3º Triunfante, pues, en nuestro país la revolución del 16 de septiembre (1955), que puso fin a una dictadura en la que se dieron las notas indicadas al principio –desconocimiento y avasallamiento de las garantías individuales y enriquecimiento desmedido de los principales funcionarios del régimen y sus allegados-, se comenzaron de inmediato las investigaciones de esos enriquecimientos. Los primeros resultados, no por previstos y necesariamente incompletos, dejaron de causa estupor a la población.
De este modo quedaba confirmado, en forma incontrastable, el juicio moral que importó el hecho de la revolución, uno de cuyos fines fue, precisamente, poner coto al aprovechamiento de los detentados del poder y sus allegados y amigos.

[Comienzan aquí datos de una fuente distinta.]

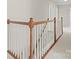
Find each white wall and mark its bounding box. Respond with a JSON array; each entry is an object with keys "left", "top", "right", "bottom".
[
  {"left": 7, "top": 0, "right": 49, "bottom": 19},
  {"left": 7, "top": 0, "right": 49, "bottom": 59},
  {"left": 59, "top": 5, "right": 70, "bottom": 28}
]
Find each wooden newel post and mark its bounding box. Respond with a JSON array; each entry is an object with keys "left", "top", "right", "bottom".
[
  {"left": 61, "top": 17, "right": 63, "bottom": 34},
  {"left": 29, "top": 18, "right": 33, "bottom": 59},
  {"left": 7, "top": 19, "right": 10, "bottom": 24},
  {"left": 54, "top": 17, "right": 56, "bottom": 42}
]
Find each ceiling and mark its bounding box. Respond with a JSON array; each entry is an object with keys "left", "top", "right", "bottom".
[{"left": 53, "top": 0, "right": 71, "bottom": 5}]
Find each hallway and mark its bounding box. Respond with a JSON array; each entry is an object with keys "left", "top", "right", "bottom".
[{"left": 46, "top": 28, "right": 71, "bottom": 59}]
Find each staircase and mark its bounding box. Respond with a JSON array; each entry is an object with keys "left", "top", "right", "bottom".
[{"left": 7, "top": 17, "right": 63, "bottom": 59}]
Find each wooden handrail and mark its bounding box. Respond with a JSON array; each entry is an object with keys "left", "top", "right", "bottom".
[
  {"left": 7, "top": 19, "right": 28, "bottom": 25},
  {"left": 7, "top": 17, "right": 63, "bottom": 59},
  {"left": 7, "top": 18, "right": 54, "bottom": 25},
  {"left": 7, "top": 50, "right": 22, "bottom": 59},
  {"left": 41, "top": 17, "right": 63, "bottom": 59}
]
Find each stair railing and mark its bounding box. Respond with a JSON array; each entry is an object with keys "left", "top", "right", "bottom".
[{"left": 7, "top": 17, "right": 63, "bottom": 59}]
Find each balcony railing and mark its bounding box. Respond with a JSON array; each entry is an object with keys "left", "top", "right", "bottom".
[{"left": 7, "top": 17, "right": 63, "bottom": 59}]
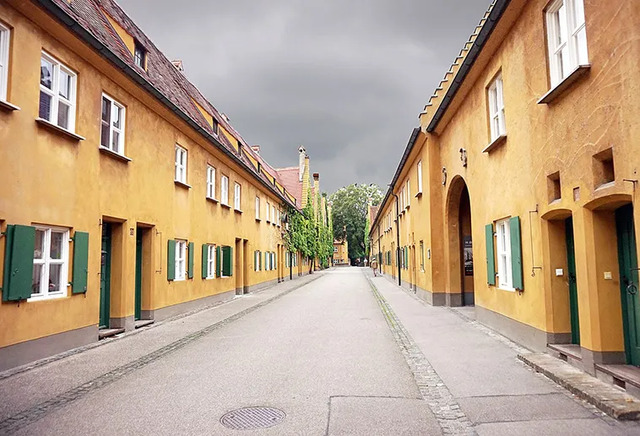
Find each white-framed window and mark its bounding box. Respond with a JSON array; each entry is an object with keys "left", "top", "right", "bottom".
[
  {"left": 175, "top": 239, "right": 187, "bottom": 280},
  {"left": 175, "top": 144, "right": 187, "bottom": 184},
  {"left": 31, "top": 226, "right": 69, "bottom": 299},
  {"left": 0, "top": 23, "right": 11, "bottom": 101},
  {"left": 38, "top": 52, "right": 77, "bottom": 132},
  {"left": 207, "top": 244, "right": 216, "bottom": 279},
  {"left": 546, "top": 0, "right": 589, "bottom": 86},
  {"left": 496, "top": 219, "right": 513, "bottom": 290},
  {"left": 233, "top": 183, "right": 242, "bottom": 210},
  {"left": 487, "top": 75, "right": 507, "bottom": 141},
  {"left": 100, "top": 94, "right": 125, "bottom": 155},
  {"left": 207, "top": 165, "right": 216, "bottom": 199},
  {"left": 220, "top": 176, "right": 229, "bottom": 206}
]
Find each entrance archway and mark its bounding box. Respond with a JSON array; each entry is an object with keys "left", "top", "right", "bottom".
[{"left": 445, "top": 176, "right": 475, "bottom": 306}]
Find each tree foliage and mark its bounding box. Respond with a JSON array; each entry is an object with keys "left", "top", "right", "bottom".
[{"left": 330, "top": 183, "right": 382, "bottom": 259}]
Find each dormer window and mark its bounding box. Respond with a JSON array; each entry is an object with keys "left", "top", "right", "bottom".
[{"left": 133, "top": 41, "right": 147, "bottom": 70}]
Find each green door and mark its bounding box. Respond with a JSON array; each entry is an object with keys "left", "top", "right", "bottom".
[
  {"left": 565, "top": 218, "right": 580, "bottom": 344},
  {"left": 134, "top": 227, "right": 143, "bottom": 321},
  {"left": 98, "top": 223, "right": 111, "bottom": 328},
  {"left": 616, "top": 205, "right": 640, "bottom": 366}
]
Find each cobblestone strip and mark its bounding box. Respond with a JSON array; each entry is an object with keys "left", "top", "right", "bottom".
[
  {"left": 367, "top": 277, "right": 476, "bottom": 435},
  {"left": 0, "top": 274, "right": 322, "bottom": 435}
]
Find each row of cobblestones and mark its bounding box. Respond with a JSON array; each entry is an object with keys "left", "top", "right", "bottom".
[
  {"left": 369, "top": 279, "right": 476, "bottom": 435},
  {"left": 0, "top": 274, "right": 321, "bottom": 435}
]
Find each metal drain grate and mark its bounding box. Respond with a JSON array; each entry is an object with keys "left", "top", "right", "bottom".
[{"left": 220, "top": 407, "right": 287, "bottom": 430}]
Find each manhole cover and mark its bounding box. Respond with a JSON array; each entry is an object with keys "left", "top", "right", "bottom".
[{"left": 220, "top": 407, "right": 287, "bottom": 430}]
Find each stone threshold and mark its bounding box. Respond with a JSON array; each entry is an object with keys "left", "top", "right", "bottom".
[{"left": 518, "top": 353, "right": 640, "bottom": 421}]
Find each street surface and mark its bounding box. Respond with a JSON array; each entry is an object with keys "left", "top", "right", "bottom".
[{"left": 0, "top": 268, "right": 640, "bottom": 436}]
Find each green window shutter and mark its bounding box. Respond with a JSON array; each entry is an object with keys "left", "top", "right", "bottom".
[
  {"left": 71, "top": 232, "right": 89, "bottom": 294},
  {"left": 202, "top": 244, "right": 209, "bottom": 279},
  {"left": 216, "top": 246, "right": 222, "bottom": 277},
  {"left": 509, "top": 216, "right": 524, "bottom": 291},
  {"left": 167, "top": 239, "right": 176, "bottom": 281},
  {"left": 484, "top": 224, "right": 496, "bottom": 286},
  {"left": 222, "top": 246, "right": 233, "bottom": 277},
  {"left": 187, "top": 242, "right": 196, "bottom": 279},
  {"left": 2, "top": 225, "right": 36, "bottom": 301}
]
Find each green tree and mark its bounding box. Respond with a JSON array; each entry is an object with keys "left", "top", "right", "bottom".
[{"left": 331, "top": 183, "right": 382, "bottom": 259}]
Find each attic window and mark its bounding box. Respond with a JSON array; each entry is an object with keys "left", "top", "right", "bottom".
[{"left": 133, "top": 41, "right": 147, "bottom": 70}]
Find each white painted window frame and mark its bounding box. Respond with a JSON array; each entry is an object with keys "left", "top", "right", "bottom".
[
  {"left": 496, "top": 218, "right": 514, "bottom": 291},
  {"left": 27, "top": 226, "right": 69, "bottom": 301},
  {"left": 174, "top": 144, "right": 188, "bottom": 185},
  {"left": 207, "top": 164, "right": 216, "bottom": 200},
  {"left": 38, "top": 51, "right": 78, "bottom": 133},
  {"left": 100, "top": 93, "right": 127, "bottom": 156},
  {"left": 545, "top": 0, "right": 589, "bottom": 87},
  {"left": 487, "top": 74, "right": 507, "bottom": 141},
  {"left": 220, "top": 175, "right": 229, "bottom": 206},
  {"left": 207, "top": 244, "right": 216, "bottom": 280},
  {"left": 174, "top": 239, "right": 187, "bottom": 281},
  {"left": 0, "top": 23, "right": 11, "bottom": 101}
]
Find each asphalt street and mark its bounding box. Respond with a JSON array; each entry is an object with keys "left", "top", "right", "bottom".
[{"left": 0, "top": 268, "right": 640, "bottom": 436}]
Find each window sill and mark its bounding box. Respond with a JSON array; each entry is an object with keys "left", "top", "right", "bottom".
[
  {"left": 482, "top": 135, "right": 507, "bottom": 153},
  {"left": 538, "top": 64, "right": 591, "bottom": 104},
  {"left": 0, "top": 100, "right": 20, "bottom": 111},
  {"left": 36, "top": 118, "right": 86, "bottom": 141},
  {"left": 98, "top": 145, "right": 131, "bottom": 163}
]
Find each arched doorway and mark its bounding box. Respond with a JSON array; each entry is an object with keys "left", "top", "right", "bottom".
[{"left": 445, "top": 176, "right": 474, "bottom": 306}]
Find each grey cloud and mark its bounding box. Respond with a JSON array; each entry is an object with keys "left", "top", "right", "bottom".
[{"left": 120, "top": 0, "right": 489, "bottom": 192}]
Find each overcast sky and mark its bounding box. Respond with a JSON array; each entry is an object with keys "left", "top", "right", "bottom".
[{"left": 119, "top": 0, "right": 490, "bottom": 193}]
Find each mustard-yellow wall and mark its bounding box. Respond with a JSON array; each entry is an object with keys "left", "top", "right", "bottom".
[
  {"left": 0, "top": 2, "right": 288, "bottom": 347},
  {"left": 371, "top": 0, "right": 640, "bottom": 351}
]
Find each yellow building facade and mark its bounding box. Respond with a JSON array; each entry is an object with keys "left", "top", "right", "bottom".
[
  {"left": 370, "top": 0, "right": 640, "bottom": 374},
  {"left": 0, "top": 0, "right": 300, "bottom": 370}
]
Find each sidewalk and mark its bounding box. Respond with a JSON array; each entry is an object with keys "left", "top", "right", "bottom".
[
  {"left": 365, "top": 271, "right": 640, "bottom": 436},
  {"left": 0, "top": 272, "right": 324, "bottom": 434}
]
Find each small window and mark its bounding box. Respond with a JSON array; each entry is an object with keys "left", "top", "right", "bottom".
[
  {"left": 0, "top": 24, "right": 10, "bottom": 101},
  {"left": 31, "top": 227, "right": 69, "bottom": 299},
  {"left": 488, "top": 76, "right": 507, "bottom": 141},
  {"left": 233, "top": 183, "right": 242, "bottom": 210},
  {"left": 207, "top": 244, "right": 216, "bottom": 279},
  {"left": 133, "top": 41, "right": 147, "bottom": 70},
  {"left": 207, "top": 165, "right": 216, "bottom": 199},
  {"left": 100, "top": 94, "right": 125, "bottom": 155},
  {"left": 546, "top": 0, "right": 589, "bottom": 86},
  {"left": 38, "top": 53, "right": 76, "bottom": 132},
  {"left": 496, "top": 219, "right": 513, "bottom": 290},
  {"left": 175, "top": 240, "right": 187, "bottom": 280},
  {"left": 220, "top": 176, "right": 229, "bottom": 206},
  {"left": 175, "top": 144, "right": 187, "bottom": 184}
]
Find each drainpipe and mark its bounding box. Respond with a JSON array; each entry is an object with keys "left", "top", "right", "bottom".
[{"left": 389, "top": 185, "right": 402, "bottom": 286}]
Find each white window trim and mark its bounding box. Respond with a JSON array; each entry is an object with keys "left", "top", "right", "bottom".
[
  {"left": 207, "top": 244, "right": 216, "bottom": 280},
  {"left": 174, "top": 239, "right": 187, "bottom": 281},
  {"left": 38, "top": 51, "right": 78, "bottom": 133},
  {"left": 27, "top": 226, "right": 69, "bottom": 302},
  {"left": 174, "top": 144, "right": 188, "bottom": 185},
  {"left": 220, "top": 175, "right": 229, "bottom": 206},
  {"left": 496, "top": 218, "right": 515, "bottom": 291},
  {"left": 487, "top": 74, "right": 507, "bottom": 142},
  {"left": 233, "top": 182, "right": 242, "bottom": 210},
  {"left": 100, "top": 93, "right": 127, "bottom": 156},
  {"left": 206, "top": 165, "right": 216, "bottom": 200},
  {"left": 546, "top": 0, "right": 589, "bottom": 88},
  {"left": 0, "top": 23, "right": 11, "bottom": 101}
]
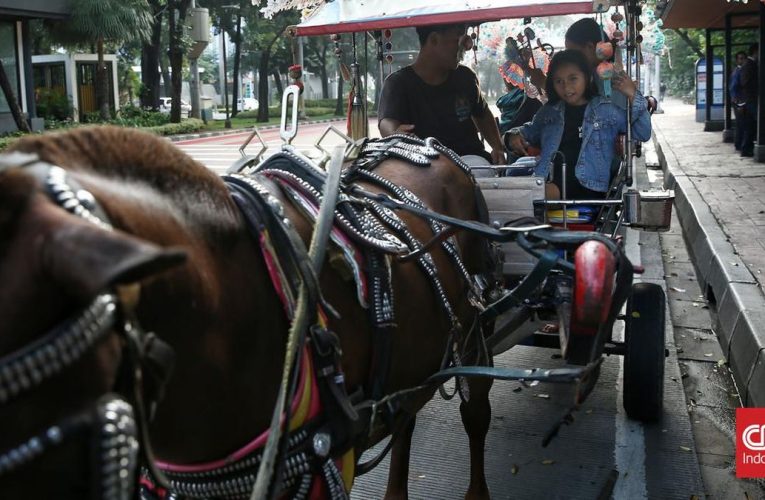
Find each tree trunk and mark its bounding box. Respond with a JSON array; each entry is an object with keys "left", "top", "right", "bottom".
[
  {"left": 141, "top": 0, "right": 165, "bottom": 111},
  {"left": 258, "top": 50, "right": 271, "bottom": 122},
  {"left": 231, "top": 9, "right": 242, "bottom": 117},
  {"left": 258, "top": 25, "right": 287, "bottom": 122},
  {"left": 96, "top": 37, "right": 111, "bottom": 122},
  {"left": 271, "top": 68, "right": 284, "bottom": 97},
  {"left": 335, "top": 71, "right": 345, "bottom": 116},
  {"left": 319, "top": 43, "right": 329, "bottom": 99},
  {"left": 675, "top": 29, "right": 706, "bottom": 57},
  {"left": 0, "top": 59, "right": 32, "bottom": 132},
  {"left": 167, "top": 0, "right": 189, "bottom": 123}
]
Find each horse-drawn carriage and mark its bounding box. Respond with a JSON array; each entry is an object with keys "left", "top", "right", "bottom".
[{"left": 0, "top": 0, "right": 676, "bottom": 499}]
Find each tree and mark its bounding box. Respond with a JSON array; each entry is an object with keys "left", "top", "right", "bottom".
[
  {"left": 0, "top": 60, "right": 31, "bottom": 132},
  {"left": 51, "top": 0, "right": 152, "bottom": 120},
  {"left": 141, "top": 0, "right": 165, "bottom": 110},
  {"left": 167, "top": 0, "right": 191, "bottom": 123},
  {"left": 243, "top": 2, "right": 300, "bottom": 122}
]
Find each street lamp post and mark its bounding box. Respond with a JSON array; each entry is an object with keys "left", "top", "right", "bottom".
[
  {"left": 220, "top": 28, "right": 231, "bottom": 128},
  {"left": 218, "top": 5, "right": 239, "bottom": 128}
]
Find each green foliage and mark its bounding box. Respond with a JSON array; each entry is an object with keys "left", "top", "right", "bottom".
[
  {"left": 0, "top": 132, "right": 26, "bottom": 151},
  {"left": 50, "top": 0, "right": 153, "bottom": 45},
  {"left": 37, "top": 88, "right": 72, "bottom": 120}
]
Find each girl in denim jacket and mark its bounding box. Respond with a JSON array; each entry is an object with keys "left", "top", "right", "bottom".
[{"left": 505, "top": 50, "right": 651, "bottom": 199}]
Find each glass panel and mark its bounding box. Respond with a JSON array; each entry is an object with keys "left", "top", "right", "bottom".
[{"left": 0, "top": 21, "right": 19, "bottom": 113}]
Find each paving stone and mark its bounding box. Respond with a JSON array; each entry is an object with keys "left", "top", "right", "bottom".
[{"left": 653, "top": 102, "right": 765, "bottom": 414}]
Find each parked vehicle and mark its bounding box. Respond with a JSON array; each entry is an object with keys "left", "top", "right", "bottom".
[
  {"left": 236, "top": 97, "right": 258, "bottom": 111},
  {"left": 159, "top": 97, "right": 191, "bottom": 116}
]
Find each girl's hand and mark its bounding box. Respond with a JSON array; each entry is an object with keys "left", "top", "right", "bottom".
[
  {"left": 611, "top": 71, "right": 637, "bottom": 102},
  {"left": 505, "top": 133, "right": 529, "bottom": 156}
]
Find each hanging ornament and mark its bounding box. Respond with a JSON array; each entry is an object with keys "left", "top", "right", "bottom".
[
  {"left": 595, "top": 61, "right": 614, "bottom": 97},
  {"left": 383, "top": 29, "right": 393, "bottom": 74},
  {"left": 595, "top": 42, "right": 614, "bottom": 61},
  {"left": 470, "top": 27, "right": 481, "bottom": 65}
]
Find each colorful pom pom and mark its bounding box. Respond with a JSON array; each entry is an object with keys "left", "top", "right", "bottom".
[{"left": 595, "top": 42, "right": 614, "bottom": 61}]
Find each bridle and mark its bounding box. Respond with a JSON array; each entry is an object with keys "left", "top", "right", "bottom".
[{"left": 0, "top": 153, "right": 170, "bottom": 500}]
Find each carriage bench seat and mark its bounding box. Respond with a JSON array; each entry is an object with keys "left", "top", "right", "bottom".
[{"left": 476, "top": 175, "right": 545, "bottom": 277}]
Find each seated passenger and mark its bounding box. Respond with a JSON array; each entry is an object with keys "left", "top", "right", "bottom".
[
  {"left": 497, "top": 79, "right": 542, "bottom": 134},
  {"left": 504, "top": 50, "right": 651, "bottom": 199},
  {"left": 377, "top": 24, "right": 505, "bottom": 165}
]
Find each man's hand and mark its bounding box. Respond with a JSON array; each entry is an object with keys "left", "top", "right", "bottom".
[
  {"left": 395, "top": 123, "right": 414, "bottom": 135},
  {"left": 491, "top": 147, "right": 507, "bottom": 165},
  {"left": 612, "top": 71, "right": 637, "bottom": 102},
  {"left": 505, "top": 133, "right": 529, "bottom": 156}
]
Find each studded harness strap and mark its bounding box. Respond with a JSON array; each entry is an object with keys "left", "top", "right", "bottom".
[{"left": 0, "top": 153, "right": 175, "bottom": 500}]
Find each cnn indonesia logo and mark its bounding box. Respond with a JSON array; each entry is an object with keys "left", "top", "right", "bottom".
[{"left": 736, "top": 408, "right": 765, "bottom": 478}]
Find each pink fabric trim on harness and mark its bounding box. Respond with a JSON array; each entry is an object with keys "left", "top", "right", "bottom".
[{"left": 156, "top": 346, "right": 321, "bottom": 472}]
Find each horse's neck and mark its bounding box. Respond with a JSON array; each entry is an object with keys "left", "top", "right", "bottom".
[{"left": 97, "top": 180, "right": 288, "bottom": 463}]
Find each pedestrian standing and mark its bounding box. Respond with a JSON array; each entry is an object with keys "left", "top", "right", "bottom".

Se dictó, entonces, el decreto ley Nº 5.148/1955, del 9 de diciembre de 1955, cuyos fundamentos guardan marcada analogía con los recordados más arriba al reseñar lo ocurrido en otros países.
Por su importancia y porque es indispensable para la comprensión clara y cabal del problema que se estudia en esta sentencia, transcribo a continuación dichos fundamentos o considerandos; dicen así:

“Que uno de los fines determinantes de la Revolución Nacional Libertadora es el de restituir a la Nación todos los bienes materiales e inmateriales de que fue desposeía por el régimen depuesto;
Que ese vasto programa de recuperación nacional, abonado por el sacrificio de muchas vidas, impone desmoronar y destruir todas las monstruosas organizaciones y combinaciones originadas en el proceso de corrupción que condujo a la revolución misma, como último y necesario expediente de liberación y saneamiento.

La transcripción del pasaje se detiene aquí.